He is a wealthy, but spoiled dilettante; she is a poor, hard-working and demure virgin. They meet when she becomes a maid in his mansion, and fall in love, but class differences will keep them apart. However, she is not poor; she is the illegitimate child of a wealthy tycoon, who regrets abandoning her, dies, and leaves her a fortune. Now the lovers can be together. But wait… scheming villains and lustful temptresses still conspire to keep them apart, until the final chapter when the schemers are punished, the good rewarded, and the title characters wed.
In a nutshell, that is the typical storyline of a telenovela. Growing up, I remember watching these over-the-top melodramas, these stories about upward mobility, good and evil, crime and ultimate punishments and rewards. There was always something comforting about them, but as I grew older, there was also something annoying and predictable about the genre. The male leads were always addressed by first and middle name; they were always a Luis Alfredo, Juan Carlos, or Jose Armando, which would certainly sound more aristocratic than just plain Luis, Juan, or Jose. As for the lead women, Maria is a popular name, for obvious reasons. Telenovelas have a Manichean bent; they’re about the struggle of good versus evil, and what spells good more clearly than being named after Jesus’ mother? However, some writers, like the famous Delia Fiallo, go through phases in which they have a penchant for certain types of names. In Fiallo’s case, what I remember most is her precious stones phase, when her heroines were all named after a precious stone. Hence, Topacio, Rubi, and Esmeralda.
It would be easy to dismiss telenovelas as “high opera in low-cut clothing” (Barrientos, 2006). But that would also be wrong and an oversimplification of the genre, and of the Latin American market for these products. Telenovelas are a significant cultural and economic force within the Latin American television industry. Furthermore, not every production company churns out the same kind of melodramatic fare that has become the canon for telenovelas. As Carolina Acosta states, melodramas may be the obvious example, but that is not all there is. Here’s a link to the talk she gave at MIT on this subject (fast forward to 14:00, or so).
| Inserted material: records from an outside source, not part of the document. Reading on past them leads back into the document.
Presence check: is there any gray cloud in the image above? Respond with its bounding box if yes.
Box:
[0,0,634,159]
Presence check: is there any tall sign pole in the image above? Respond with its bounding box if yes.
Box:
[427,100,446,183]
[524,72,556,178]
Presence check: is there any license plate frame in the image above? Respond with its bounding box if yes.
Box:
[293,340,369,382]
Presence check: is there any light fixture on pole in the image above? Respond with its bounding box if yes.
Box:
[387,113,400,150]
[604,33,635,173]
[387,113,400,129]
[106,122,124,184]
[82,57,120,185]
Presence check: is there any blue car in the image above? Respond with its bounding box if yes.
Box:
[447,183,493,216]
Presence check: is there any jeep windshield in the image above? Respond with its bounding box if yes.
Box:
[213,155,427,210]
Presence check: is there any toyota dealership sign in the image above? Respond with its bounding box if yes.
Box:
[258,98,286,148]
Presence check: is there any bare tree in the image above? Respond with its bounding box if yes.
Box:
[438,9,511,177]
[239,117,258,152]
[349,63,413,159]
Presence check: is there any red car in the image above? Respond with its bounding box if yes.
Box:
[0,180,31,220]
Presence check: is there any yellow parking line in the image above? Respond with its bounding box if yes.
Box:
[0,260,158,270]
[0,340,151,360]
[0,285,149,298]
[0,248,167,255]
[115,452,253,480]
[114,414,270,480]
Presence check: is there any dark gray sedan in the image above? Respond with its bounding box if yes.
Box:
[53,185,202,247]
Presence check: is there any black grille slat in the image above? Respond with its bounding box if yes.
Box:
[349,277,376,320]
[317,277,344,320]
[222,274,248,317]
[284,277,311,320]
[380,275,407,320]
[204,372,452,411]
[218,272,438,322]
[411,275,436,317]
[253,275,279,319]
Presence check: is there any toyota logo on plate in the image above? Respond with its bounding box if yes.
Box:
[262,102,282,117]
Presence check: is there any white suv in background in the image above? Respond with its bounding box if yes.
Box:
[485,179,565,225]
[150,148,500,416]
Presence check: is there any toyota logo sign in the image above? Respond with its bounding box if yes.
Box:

In Colombia RCN and Caracol have produced some of the most successful telenovelas of recent memory, without shying away from controversial subjects, like drug trafficking and Colombia’s obsession with plastic surgery. El Cartel de los Sapos, and Sin Tetas no hay Paraiso dealt with these subjects. Both have had success in international syndication. However, one of the biggest success stories has been RCN’s Yo Soy Betty, la Fea (I am Betty, the Ugly One). Penned by Fernando Gaitan for RCN, this is a telenovela that has been remade 19 times. The original version was sold into syndication and broadcast all over Latin America, in Switzerland, India, Eastern Europe, and China among other countries.
Here are some clips from the intro to different Betty versions
Original Betty – RCN, 1999
I have a theory about the German version. It is the only one that I’ve found where location is important. I asked my students if, knowing anything about recent German history, the city of Berlin would have special significance. Why not Verliebt in Hamburg? One of the responses was very interesting to me. Joe, which is what I’ll call him to preserve anonymity, told me that the title sequence of Verliebt in Berlin was like the one on Frazer. “It’s just an establishing shot, so you’ll know where you are.”
Well, duh! but when you’re looking at media critically, you should take into account the subtle codes that convey other meanings. Berlin is the symbol for a unified nation. An establishing shot that includes the Fernseturm at Alexander Platz (former East Berlin), and the Brandenburger Tor, which was on the border of East and West, deserve a second look. It tells us something about glocalization of content, about how we adapt popular formats and make them relatable to a local audience.
The ease of glocalization, in my opinion, the quality that has made Yo soy Betty la Fea into such an international success. The story is generic. A young woman, who is not very good looking, struggles to find professional success, and love, in a culture that values appearances more than it cares for substance. When the American version premiered in 2006, media commentators hailed it as an underdog story, and reminded everyone that underdogs are lovable (Adalian & Schneider, 2008).